CAPTION: White multi-layer metal shoe rack featuring eight double hooks for hanging accessories, ideal for organizing footwear and small items in living spaces.

CAPTION: A set of two elegant black leather dining chairs with a sleek design and vertical stitching detail on the backrest.

CAPTION: A green, waterproof, square, foldable repotting mat designed for indoor gardening, featuring raised edges and displayed with gardening tools and small potted plants.

CAPTION: A brown, absorbent non-slip doormat featuring the phrase "It's a good day to play PICKLEBALL" with a pickleball paddle graphic, ideal for sports enthusiasts.

CAPTION: Set of four foldable grey TV trays with a stand, featuring a sleek, space-saving design suitable for small areas.

创建批处理作业

与第一个示例一样,我们将创建一个json任务数组来生成一个jsonl文件,并使用它来创建批处理作业。

# 创建一个 JSON 任务数组

tasks = []

for index, row in df.iterrows():

title = row['title']
img_url = row['primary_image']

task = {
"custom_id": f"task-{index}",
"method": "POST",
"url": "/v1/chat/completions",
"body": {
# 这就是你在调用聊天补全API时会包含的内容。
"model": "gpt-4-turbo",
"temperature": 0.2,
"max_tokens": 300,
"messages": [
{
"role": "system",
"content": caption_system_prompt
},
{
"role": "user",
"content": [
{
"type": "text",
"text": title
},
{
"type": "image_url",
"image_url": {
"url": img_url
}
},
],
}
]
}
}

tasks.append(task)

# 创建文件

file_name = "data/batch_tasks_furniture.jsonl"

with open(file_name, 'w') as file:
for obj in tasks:
file.write(json.dumps(obj) + '\n')

# 上传文件 

batch_file = client.files.create(
file=open(file_name, "rb"),
purpose="batch"
)

# 创造就业机会

batch_job = client.batches.create(
input_file_id=batch_file.id,
endpoint="/v1/chat/completions",
completion_window="24h"
)

batch_job = client.batches.retrieve(batch_job.id)
print(batch_job)

Batch(id='batch_xU74ytOBYUpaUQE3Cwi8SCbA', completion_window='24h', created_at=1714049780, endpoint='/v1/chat/completions', input_file_id='file-6y0JPmkHU42qtaEK8x8ZYzkp', object='batch', status='completed', cancelled_at=None, cancelling_at=None, completed_at=1714049914, error_file_id=None, errors=None, expired_at=None, expires_at=1714136180, failed_at=None, finalizing_at=1714049896, in_progress_at=1714049821, metadata=None, output_file_id='file-XPfkEFZSaM4Avps7mcD3i8BY', request_counts=BatchRequestCounts(completed=312, failed=0, total=312))

获取结果

与第一个示例类似,我们可以在批处理作业完成后检索结果。

提醒:结果的顺序与输入文件中的顺序不同。 请确保检查custom_id以将结果与输入请求进行匹配。

# 检索结果文件

result_file_id = batch_job.output_file_id
result = client.files.content(result_file_id).content

result_file_name = "data/batch_job_results_furniture.jsonl"

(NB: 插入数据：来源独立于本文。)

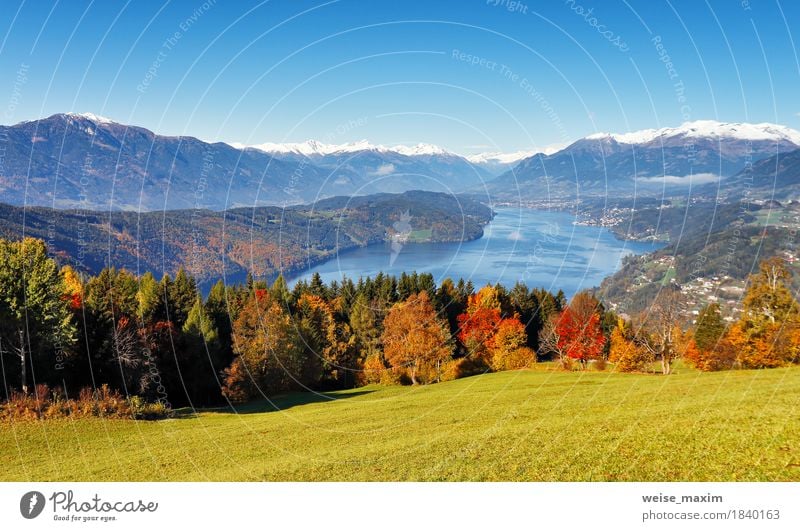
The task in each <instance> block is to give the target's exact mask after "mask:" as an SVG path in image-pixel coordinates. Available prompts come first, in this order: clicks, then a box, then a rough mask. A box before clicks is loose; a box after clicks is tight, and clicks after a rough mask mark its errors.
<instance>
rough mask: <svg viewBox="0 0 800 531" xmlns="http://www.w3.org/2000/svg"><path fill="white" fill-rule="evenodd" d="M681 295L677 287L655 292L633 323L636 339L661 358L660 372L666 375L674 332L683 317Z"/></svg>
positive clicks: (671, 347) (673, 345)
mask: <svg viewBox="0 0 800 531" xmlns="http://www.w3.org/2000/svg"><path fill="white" fill-rule="evenodd" d="M683 303H684V300H683V296H682V295H681V292H680V291H679V290H677V289H665V290H662V291H661V292H659V294H658V295H657V296H656V299H655V301H654V302H653V304H652V305H651V306H650V308H649V309H647V310H645V311H644V312H642V314H641V315H640V316H639V319H638V324H637V325H636V326H635V333H636V342H637V343H638V344H639V345H641V346H642V347H644V348H645V349H647V350H648V351H649V352H650V353H651V354H652V355H653V356H654V357H655V358H657V359H659V360H661V372H662V373H663V374H670V373H671V372H672V362H673V360H674V359H675V357H676V352H677V349H676V348H675V342H676V339H677V338H676V337H675V331H676V327H677V326H678V325H679V324H680V322H681V320H682V317H683V313H682V312H683Z"/></svg>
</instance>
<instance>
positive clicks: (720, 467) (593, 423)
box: [0, 367, 800, 481]
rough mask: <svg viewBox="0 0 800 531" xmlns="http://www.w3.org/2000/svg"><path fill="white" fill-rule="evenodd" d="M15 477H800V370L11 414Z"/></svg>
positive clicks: (637, 477) (540, 375) (345, 478)
mask: <svg viewBox="0 0 800 531" xmlns="http://www.w3.org/2000/svg"><path fill="white" fill-rule="evenodd" d="M275 406H278V407H280V410H279V411H276V409H275ZM0 479H2V480H5V481H48V480H50V481H56V480H58V481H72V480H96V481H102V480H120V481H124V480H128V481H139V480H154V481H158V480H169V481H202V480H214V481H248V480H309V481H319V480H437V481H438V480H481V481H486V480H511V481H515V480H526V481H567V480H569V481H631V480H636V481H673V480H687V481H688V480H695V481H798V480H800V368H798V367H794V368H788V369H773V370H763V371H730V372H721V373H712V374H701V373H697V372H694V371H691V370H688V369H684V368H678V373H677V374H674V375H672V376H669V377H663V376H657V375H623V374H614V373H603V372H585V373H572V374H568V373H563V372H555V371H547V370H543V368H539V369H537V370H533V371H519V372H507V373H499V374H488V375H484V376H477V377H472V378H466V379H463V380H457V381H454V382H447V383H441V384H436V385H430V386H426V387H414V388H412V387H379V386H372V387H365V388H361V389H356V390H352V391H345V392H337V393H332V394H330V395H327V396H319V395H313V394H310V393H309V394H294V395H289V396H285V397H281V398H280V399H277V400H276V401H275V402H274V405H273V404H270V403H269V402H261V403H255V404H250V405H248V406H246V407H243V408H240V410H239V411H238V413H232V412H229V411H206V412H201V413H199V414H191V413H190V412H186V411H183V412H181V415H180V416H179V417H178V418H175V419H169V420H164V421H158V422H135V421H103V420H100V419H98V420H79V421H69V420H53V421H45V422H30V423H17V424H13V425H3V426H1V427H0Z"/></svg>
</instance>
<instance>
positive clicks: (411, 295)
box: [381, 291, 452, 384]
mask: <svg viewBox="0 0 800 531" xmlns="http://www.w3.org/2000/svg"><path fill="white" fill-rule="evenodd" d="M383 326H384V330H383V335H382V336H381V342H382V343H383V349H384V355H385V357H386V361H387V362H388V363H389V364H390V365H391V366H392V367H403V368H405V369H406V370H407V371H408V375H409V377H410V378H411V382H412V383H413V384H417V383H418V381H417V374H418V372H419V371H420V369H421V368H423V367H424V366H427V367H431V366H433V365H435V366H438V365H439V364H440V363H441V362H443V361H445V360H447V359H449V358H450V356H451V354H452V341H451V339H450V333H449V331H448V326H447V322H446V321H444V320H443V319H440V318H439V317H438V316H437V315H436V311H435V310H434V308H433V305H432V304H431V302H430V299H429V297H428V293H427V292H426V291H423V292H421V293H418V294H414V295H411V296H410V297H409V298H408V299H406V300H405V301H403V302H399V303H396V304H395V305H394V306H392V308H391V310H390V311H389V314H388V315H387V316H386V319H385V321H384V323H383Z"/></svg>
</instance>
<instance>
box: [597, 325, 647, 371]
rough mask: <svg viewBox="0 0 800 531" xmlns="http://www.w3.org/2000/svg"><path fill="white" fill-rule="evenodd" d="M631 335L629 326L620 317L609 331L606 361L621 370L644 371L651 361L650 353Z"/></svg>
mask: <svg viewBox="0 0 800 531" xmlns="http://www.w3.org/2000/svg"><path fill="white" fill-rule="evenodd" d="M632 335H633V333H632V331H631V329H630V326H628V324H627V323H626V322H625V321H624V320H622V319H619V320H618V323H617V326H616V327H615V328H614V330H612V331H611V338H610V343H611V345H610V348H609V353H608V361H610V362H611V363H614V364H615V366H616V368H617V370H619V371H621V372H635V371H645V370H647V368H648V367H649V366H650V364H651V363H652V362H653V355H652V353H651V352H650V351H648V350H647V349H645V348H644V347H642V346H640V345H637V344H636V342H635V341H634V340H633V337H632Z"/></svg>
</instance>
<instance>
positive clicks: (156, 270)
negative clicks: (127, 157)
mask: <svg viewBox="0 0 800 531" xmlns="http://www.w3.org/2000/svg"><path fill="white" fill-rule="evenodd" d="M493 215H494V214H493V212H492V210H491V209H490V208H489V207H487V206H485V205H483V204H481V203H479V202H477V201H475V200H472V199H469V198H467V197H454V196H452V195H449V194H442V193H436V192H420V191H417V192H406V193H403V194H378V195H371V196H359V197H333V198H329V199H325V200H322V201H319V202H317V203H315V204H311V205H296V206H292V207H288V208H281V207H275V206H265V207H255V208H235V209H230V210H226V211H223V212H214V211H211V210H206V209H202V210H195V209H188V210H168V211H163V212H121V211H120V212H109V211H90V210H56V209H51V208H46V207H30V206H28V207H25V208H22V207H15V206H9V205H4V204H2V203H0V238H7V239H14V240H18V239H20V238H21V237H22V236H23V235H24V236H33V237H36V238H41V239H43V240H45V241H46V242H47V243H48V247H49V251H50V252H51V253H52V254H54V255H56V256H58V257H59V258H60V260H61V262H62V263H67V264H70V265H72V266H73V267H75V268H76V269H78V270H80V271H84V272H87V273H91V274H97V273H98V272H99V271H100V269H102V268H103V267H104V266H105V265H107V264H111V265H114V266H115V267H121V268H126V269H128V270H130V271H132V272H135V273H143V272H145V271H150V272H152V273H153V274H155V275H156V276H161V275H162V274H164V273H169V274H174V273H175V272H176V271H177V270H178V268H180V267H184V268H186V269H187V270H189V271H190V272H191V273H192V274H193V275H194V276H195V277H197V279H198V280H199V281H200V282H201V283H202V284H203V285H205V286H208V284H209V283H213V282H214V281H216V280H217V279H218V278H221V277H222V276H223V275H224V276H225V277H226V279H227V281H228V282H236V281H242V280H243V279H244V275H245V273H246V272H248V271H249V272H252V273H253V274H254V275H256V276H258V277H266V278H270V277H271V278H274V277H275V276H276V275H277V274H278V273H281V272H283V273H284V274H291V273H294V272H298V271H302V270H303V269H304V268H306V267H309V266H312V265H315V264H317V263H320V262H322V261H325V260H327V259H330V258H333V257H335V256H336V254H337V253H339V252H344V251H347V250H350V249H355V248H357V247H363V246H366V245H370V244H375V243H381V242H388V241H393V240H392V238H393V237H396V236H397V235H398V234H399V235H400V236H402V237H403V238H412V239H411V240H409V241H424V242H459V241H468V240H473V239H476V238H479V237H481V236H482V235H483V228H484V226H486V224H487V223H489V221H491V219H492V217H493ZM404 222H405V223H407V224H409V225H410V226H411V227H413V229H414V230H418V231H420V232H418V233H416V234H424V238H423V237H422V236H420V238H423V239H421V240H414V239H413V237H414V235H413V234H403V233H399V232H398V231H401V230H402V227H403V226H404V225H402V224H403V223H404ZM397 227H401V229H398V228H397ZM388 261H389V255H388V254H387V264H388Z"/></svg>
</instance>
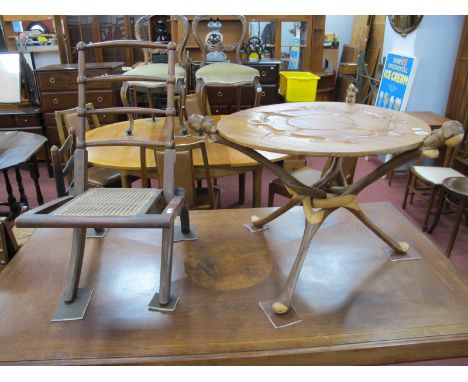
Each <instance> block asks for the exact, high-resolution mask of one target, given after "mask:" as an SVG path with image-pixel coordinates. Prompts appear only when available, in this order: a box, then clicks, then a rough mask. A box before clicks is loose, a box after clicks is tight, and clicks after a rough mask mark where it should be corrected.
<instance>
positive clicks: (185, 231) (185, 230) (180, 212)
mask: <svg viewBox="0 0 468 382" xmlns="http://www.w3.org/2000/svg"><path fill="white" fill-rule="evenodd" d="M180 225H181V230H182V233H186V234H187V233H190V217H189V209H188V207H187V206H183V207H182V209H181V211H180Z"/></svg>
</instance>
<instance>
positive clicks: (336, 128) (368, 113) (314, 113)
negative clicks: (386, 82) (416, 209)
mask: <svg viewBox="0 0 468 382" xmlns="http://www.w3.org/2000/svg"><path fill="white" fill-rule="evenodd" d="M218 130H219V134H220V135H221V136H222V137H223V138H225V139H227V140H229V141H231V142H234V143H237V144H239V145H242V146H245V147H249V148H251V149H255V150H267V151H271V152H276V153H283V154H290V155H307V156H319V157H363V156H368V155H381V154H395V153H400V152H405V151H408V150H411V149H415V148H417V147H419V146H420V145H421V143H422V141H423V139H424V138H425V137H426V136H427V135H428V134H429V133H430V132H431V128H430V127H429V125H428V124H427V123H426V122H424V121H423V120H422V119H420V118H417V117H414V116H412V115H409V114H407V113H402V112H398V111H394V110H388V109H383V108H380V107H375V106H369V105H361V104H352V105H348V104H346V103H343V102H293V103H285V104H279V105H268V106H260V107H256V108H253V109H247V110H242V111H239V112H237V113H234V114H230V115H226V116H223V117H222V118H221V120H220V121H219V123H218Z"/></svg>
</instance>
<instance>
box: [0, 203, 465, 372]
mask: <svg viewBox="0 0 468 382" xmlns="http://www.w3.org/2000/svg"><path fill="white" fill-rule="evenodd" d="M363 209H364V210H365V211H366V213H368V214H369V216H370V217H371V218H372V219H373V220H374V221H375V222H376V223H377V224H379V226H381V227H382V229H384V230H385V231H386V232H388V233H389V234H391V235H392V236H394V237H398V238H399V240H405V241H407V242H409V243H410V245H411V247H412V248H414V250H415V251H416V252H418V253H419V254H420V255H421V257H422V259H421V260H412V261H399V262H390V261H389V260H388V257H387V255H386V252H385V250H384V247H385V245H384V244H383V242H382V241H380V240H379V239H378V238H377V237H376V236H375V235H373V234H372V233H371V232H370V231H369V230H368V229H367V228H365V227H364V226H363V225H361V224H360V223H359V222H358V221H357V220H356V219H354V218H353V217H352V216H351V214H349V213H348V212H346V211H345V210H343V209H341V210H338V211H336V212H335V213H334V214H333V215H331V217H330V218H329V219H328V220H327V221H326V222H325V223H324V225H323V226H322V227H321V229H320V231H319V232H318V234H317V235H316V237H315V238H314V245H312V246H311V250H310V252H309V256H308V257H307V259H306V261H305V264H304V268H303V270H302V274H301V277H300V279H299V282H298V285H297V288H296V292H295V297H294V299H293V304H294V307H295V309H296V311H297V312H298V313H299V314H300V316H301V317H302V318H303V321H302V322H301V323H299V324H296V325H293V326H289V327H285V328H282V329H274V328H273V327H272V326H271V324H270V323H269V321H268V320H267V318H266V316H265V315H264V314H263V312H262V310H261V309H260V307H259V305H258V302H259V301H265V300H271V299H272V298H273V297H274V296H276V295H277V293H278V291H279V289H280V288H281V286H282V284H283V282H284V281H285V277H286V275H287V274H288V273H289V269H290V266H291V263H292V261H293V259H294V256H295V254H296V252H297V248H298V246H299V242H300V240H301V238H302V234H303V228H304V226H303V218H302V214H303V213H302V210H301V209H299V208H296V209H293V210H291V211H289V212H288V213H286V214H285V215H283V216H281V217H280V218H279V219H277V220H276V221H274V222H272V223H270V224H269V226H270V229H268V230H266V231H261V232H257V233H254V234H253V233H250V232H249V231H247V230H246V229H245V228H244V227H243V226H242V223H245V222H247V221H248V220H249V217H250V215H251V214H252V213H255V214H257V215H261V214H265V213H267V212H268V211H271V210H272V209H269V210H267V209H261V210H260V209H259V210H251V209H243V210H242V209H241V210H216V211H199V212H198V211H197V212H194V213H191V220H192V222H193V223H194V224H195V226H196V227H197V229H198V232H199V236H200V238H199V240H197V241H191V242H179V243H175V245H174V272H173V274H174V278H173V280H174V281H173V284H172V285H173V286H172V287H173V290H174V292H175V293H176V294H178V295H180V296H181V300H180V302H179V305H178V306H177V309H176V311H175V312H174V313H171V314H161V313H156V312H149V311H148V310H147V304H148V301H149V299H150V298H151V296H152V295H153V293H154V292H155V289H156V288H157V285H158V284H159V281H158V279H159V250H160V248H159V246H158V245H157V244H156V243H159V242H160V240H159V235H160V231H159V230H144V229H134V230H130V229H113V230H110V232H109V233H108V235H107V236H106V237H105V238H104V239H103V240H100V239H87V240H88V244H87V245H86V253H85V261H84V266H83V277H82V282H81V284H82V286H86V287H94V288H95V291H94V294H93V296H92V299H91V302H90V306H89V308H88V311H87V313H86V316H85V318H84V319H83V320H81V321H70V322H56V323H52V322H50V319H51V316H52V314H53V312H54V309H55V305H56V302H57V300H58V298H59V295H60V293H61V290H62V286H63V285H64V282H65V273H66V272H65V270H66V268H67V264H68V252H69V250H70V245H71V230H59V229H48V230H38V231H36V232H35V233H34V235H33V236H32V238H31V239H30V240H29V242H28V243H27V244H26V245H25V246H24V247H23V248H22V249H21V250H20V252H19V253H18V254H17V255H16V256H15V257H14V258H13V260H12V261H11V262H10V263H9V265H8V266H7V267H6V269H5V270H4V271H2V272H1V273H0V311H1V315H0V344H1V346H0V362H1V363H3V364H6V363H13V364H17V363H26V364H36V363H39V364H41V363H46V364H129V363H130V364H174V363H175V364H195V363H201V364H380V363H391V362H403V361H416V360H424V359H440V358H449V357H463V356H468V280H467V278H466V276H464V275H463V274H462V273H461V272H460V271H458V270H457V269H456V268H455V267H454V266H453V265H452V263H451V262H450V261H449V260H448V259H447V258H445V257H444V256H443V255H442V254H441V252H440V251H439V250H438V249H437V248H436V247H435V246H434V245H433V244H432V243H431V242H430V241H429V240H428V239H427V238H426V237H425V236H424V235H423V234H422V233H421V232H420V230H419V229H417V228H416V227H415V226H413V225H412V224H411V223H410V222H409V221H407V220H406V219H405V218H404V217H403V215H401V214H400V213H399V212H398V211H397V210H396V209H395V208H394V207H393V206H392V205H391V204H389V203H373V204H364V205H363ZM184 262H185V264H186V270H184ZM186 271H187V272H188V273H189V274H190V277H188V276H187V274H186ZM192 280H195V282H194V281H192Z"/></svg>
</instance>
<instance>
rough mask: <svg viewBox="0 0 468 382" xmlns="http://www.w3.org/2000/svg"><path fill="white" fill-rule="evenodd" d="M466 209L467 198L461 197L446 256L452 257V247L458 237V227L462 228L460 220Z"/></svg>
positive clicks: (456, 214)
mask: <svg viewBox="0 0 468 382" xmlns="http://www.w3.org/2000/svg"><path fill="white" fill-rule="evenodd" d="M464 210H465V200H464V199H463V198H461V200H460V204H459V206H458V210H457V214H456V216H455V223H454V225H453V229H452V234H451V235H450V240H449V245H448V247H447V250H446V251H445V256H447V257H450V255H451V254H452V249H453V246H454V244H455V240H456V239H457V234H458V229H459V228H460V222H461V219H462V217H463V212H464Z"/></svg>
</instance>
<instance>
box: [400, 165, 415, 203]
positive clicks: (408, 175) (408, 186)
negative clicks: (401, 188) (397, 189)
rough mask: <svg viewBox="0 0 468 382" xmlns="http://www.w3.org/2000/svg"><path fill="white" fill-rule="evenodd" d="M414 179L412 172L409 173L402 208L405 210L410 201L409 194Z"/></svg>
mask: <svg viewBox="0 0 468 382" xmlns="http://www.w3.org/2000/svg"><path fill="white" fill-rule="evenodd" d="M412 177H413V174H412V172H411V170H410V171H408V182H407V183H406V190H405V196H404V198H403V204H402V206H401V208H403V209H405V208H406V201H407V200H408V194H409V190H410V187H411V180H412Z"/></svg>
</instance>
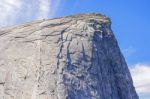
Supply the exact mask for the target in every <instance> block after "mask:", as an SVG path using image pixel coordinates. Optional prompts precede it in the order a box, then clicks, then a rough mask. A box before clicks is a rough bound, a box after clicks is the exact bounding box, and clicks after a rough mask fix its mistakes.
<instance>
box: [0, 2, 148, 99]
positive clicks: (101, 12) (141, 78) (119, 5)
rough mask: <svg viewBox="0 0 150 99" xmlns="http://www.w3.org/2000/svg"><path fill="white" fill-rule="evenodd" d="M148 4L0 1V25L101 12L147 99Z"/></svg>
mask: <svg viewBox="0 0 150 99" xmlns="http://www.w3.org/2000/svg"><path fill="white" fill-rule="evenodd" d="M149 4H150V1H149V0H138V1H137V0H132V1H131V0H124V1H122V0H112V1H110V0H0V17H1V19H0V27H4V26H10V25H17V24H21V23H25V22H30V21H34V20H39V19H48V18H54V17H60V16H67V15H71V14H77V13H90V12H96V13H103V14H105V15H107V16H109V17H110V18H111V20H112V29H113V31H114V33H115V35H116V38H117V40H118V42H119V45H120V48H121V50H122V52H123V54H124V56H125V58H126V60H127V63H128V65H129V67H130V70H131V73H132V76H133V80H134V83H135V86H136V89H137V91H138V93H139V94H140V97H141V99H149V97H150V91H149V90H150V87H149V85H150V78H149V77H150V44H149V43H150V39H149V36H150V34H149V33H150V19H149V18H150V13H149V11H150V6H149Z"/></svg>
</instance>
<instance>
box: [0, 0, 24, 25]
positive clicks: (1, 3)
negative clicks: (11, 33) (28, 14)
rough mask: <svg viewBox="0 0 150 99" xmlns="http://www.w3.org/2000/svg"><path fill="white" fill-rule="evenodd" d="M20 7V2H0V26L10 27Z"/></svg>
mask: <svg viewBox="0 0 150 99" xmlns="http://www.w3.org/2000/svg"><path fill="white" fill-rule="evenodd" d="M21 5H22V0H0V17H1V19H0V25H1V26H2V25H8V24H10V25H11V24H12V23H13V22H14V20H15V17H16V15H17V13H18V12H19V10H20V7H21Z"/></svg>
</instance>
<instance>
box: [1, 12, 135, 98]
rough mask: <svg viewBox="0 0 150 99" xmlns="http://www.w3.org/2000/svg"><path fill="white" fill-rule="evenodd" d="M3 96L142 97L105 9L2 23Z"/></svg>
mask: <svg viewBox="0 0 150 99" xmlns="http://www.w3.org/2000/svg"><path fill="white" fill-rule="evenodd" d="M0 99H138V96H137V94H136V92H135V89H134V86H133V83H132V79H131V75H130V73H129V70H128V67H127V64H126V62H125V60H124V57H123V56H122V54H121V52H120V49H119V47H118V44H117V41H116V39H115V37H114V34H113V33H112V31H111V22H110V19H109V18H107V17H106V16H104V15H101V14H80V15H74V16H69V17H64V18H57V19H50V20H41V21H36V22H32V23H26V24H23V25H20V26H14V27H7V28H1V29H0Z"/></svg>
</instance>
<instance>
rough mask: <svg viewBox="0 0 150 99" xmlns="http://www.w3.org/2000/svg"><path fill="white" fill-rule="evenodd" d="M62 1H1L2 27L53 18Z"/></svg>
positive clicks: (0, 12)
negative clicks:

with open(result_file_name, 'wb') as file:
file.write(result)

# 从保存的文件加载数据

results = []
with open(result_file_name, 'r') as file:
for line in file:
# 将JSON字符串解析为字典,并追加到结果列表中
json_object = json.loads(line.strip())
results.append(json_object)

# 仅阅读首个结果
for res in results[:5]:
task_id = res['custom_id']
# 从任务ID获取索引
index = task_id.split('-')[-1]
result = res['response']['body']['choices'][0]['message']['content']
item = df.iloc[int(index)]
img_url = item['primary_image']
img = Image(url=img_url)
display(img)
print(f"CAPTION: {result}\n\n")

CAPTION: Brushed brass pedestal towel rack with a sleek, modern design, featuring multiple bars for hanging towels, measuring 25.75 x 14.44 x 32 inches.

CAPTION: Black round end table featuring a tempered glass top and a metal frame, with a lower shelf for additional storage.

CAPTION: Black collapsible and height-adjustable telescoping stool, portable and designed for makeup artists and hairstylists, shown in various stages of folding for easy transport.

CAPTION: Ergonomic pink gaming chair featuring breathable fabric, adjustable height, lumbar support, a footrest, and a swivel recliner function.

CAPTION: A set of two Glitzhome adjustable bar stools featuring a mid-century modern design with swivel seats, PU leather upholstery, and wooden backrests.

总结

在本手册中,我们看到了如何使用新的Batch API的两个示例,但请记住,Batch API的工作方式与Chat Completions端点相同,支持相同的参数和大多数最新的模型(如gpt-3.5-turbo、gpt-4、gpt-4-vision-preview、gpt-4-turbo等)。

通过使用这个API,您可以显著降低成本,因此我们建议将每个可以异步发生的工作负载切换到使用这个新API的批处理作业。